When we arrive at the Johnson’s home, my boys climb up the stairs to peek inside of the president’s airplane that is parked outside the hangar. Inside of the old Airplane Hanger is the Visitors Center where we buy our tickets for the ranger-guided tour of the Texas White House ($3 for adults and free for those under 17).
The Texas White House
As my kids walk into the Texas White House, the Secret Service assigned the house its title, the details of another century catch their young eyes. Why aren’t the TVs flat and why did he have three? Is the first thing my 11-year-old asks when he see three sets with dials mounded side-by-side on a cart in the Johnson’s living room.
The corded telephones are another hit with my kids. There are 72-corded phones that play hide and seek throughout the house. LBJ relied on 15-phone lines to run the country. The park ranger leading our guided tour points them out as we meander through the sprawling Texas White House.
Kids at the Lyndon B. Johnson National Historical Park
After the tour, my kids head back to the hangar to finish up their Junior Ranger booklets. As we walk through the displays, we learn more about the important legislation that LBJ signed like the Civil Rights Act of 1964. The National Park Service hands out Civil War to Civil Rights trading cards at the Lyndon B. Johnson National Historical Park for his role in the 1960s.
My boys are ready to check out LBJ’s car collection next. It’s located behind the hanger and has a couple of his legendary white Lincoln Continental convertibles. Another favorite with the boys is the Lagoon Blue colored Amphicar that LBJ would drive into a nearby lake.
Getting to Lyndon B. Johnson National Historical Park
The Lyndon B. Johnson National Historical Park has two districts—one in Johnson City and one 14-miles away near Stonewall, Texas.
The Johnson City location encompasses the LBJ Boyhood Home, the Johnson Settlement, the Visitors Center and the park headquarters. It is located in Johnson City, 50 miles west of Austin, Texas, along U.S. Highway 290 West at 100 E. Ladybird Lane. It’s free and open from 9 a.m. to 5 p.m.
The Lyndon B. Johnson Ranch and the Texas White House are 14 miles west of Johnson City along U.S. Highway 290 West.
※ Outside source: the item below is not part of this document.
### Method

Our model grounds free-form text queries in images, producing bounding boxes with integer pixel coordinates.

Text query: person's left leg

For the self-guided driving tour, visitors must pick up a free permit at the Lyndon B. Johnson State Park at 199 State Park Road 52 in Stonewall, Texas. It’s free and the LBJ Ranch gates are open from 9 a.m. to 4:30 p.m.
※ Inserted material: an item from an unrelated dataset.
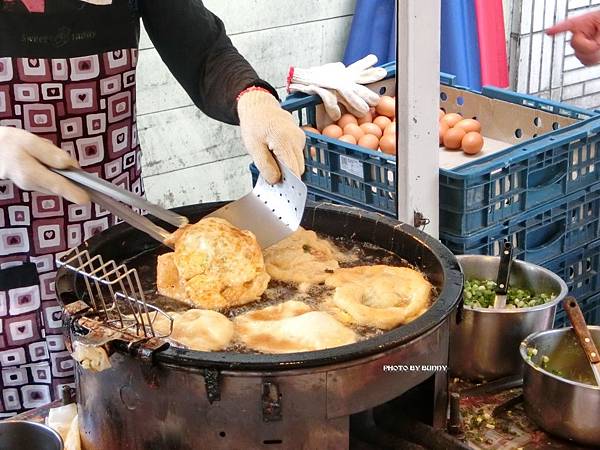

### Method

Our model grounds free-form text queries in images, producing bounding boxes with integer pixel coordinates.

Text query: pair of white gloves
[238,55,387,183]
[0,55,386,203]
No public transportation is available to the Lyndon B. Johnson National Historical Park. The airstrip at the LBJ Ranch is not open to the public.
Other National Park Sites that feature U.S. Presidents
Kids can learn presidential history at 75-sites across the country. The most famous presidential national monument is Mount Rushmore in South Dakota. Though most citizens don’t realize that the White House and President’s Park is a presidential national park site as well.
Some presidents have more parks than others. Abraham Lincoln has six sites and Theodore Roosevelt has five sites. George Washington and several other former presidents have four. For a complete list, check the National Park Service’s brochure.
Tips from a Traveling Mom:
- Both units of the Lyndon B. Johnson National Historical Park are Free.
- Lyndon B. Johnson National Historical Park’s Junior Ranger badge can be earned at either location.
- Photography isn’t permitted inside of the Texas White House.
- The LBJ Ranch is a working ranch, stay off fences and away from cattle.
- The cattle have the right-of-way on park roads.
- Fire ants are common and painful, stay away from dirt mounds.
- Drones are not permitted at any NPS location.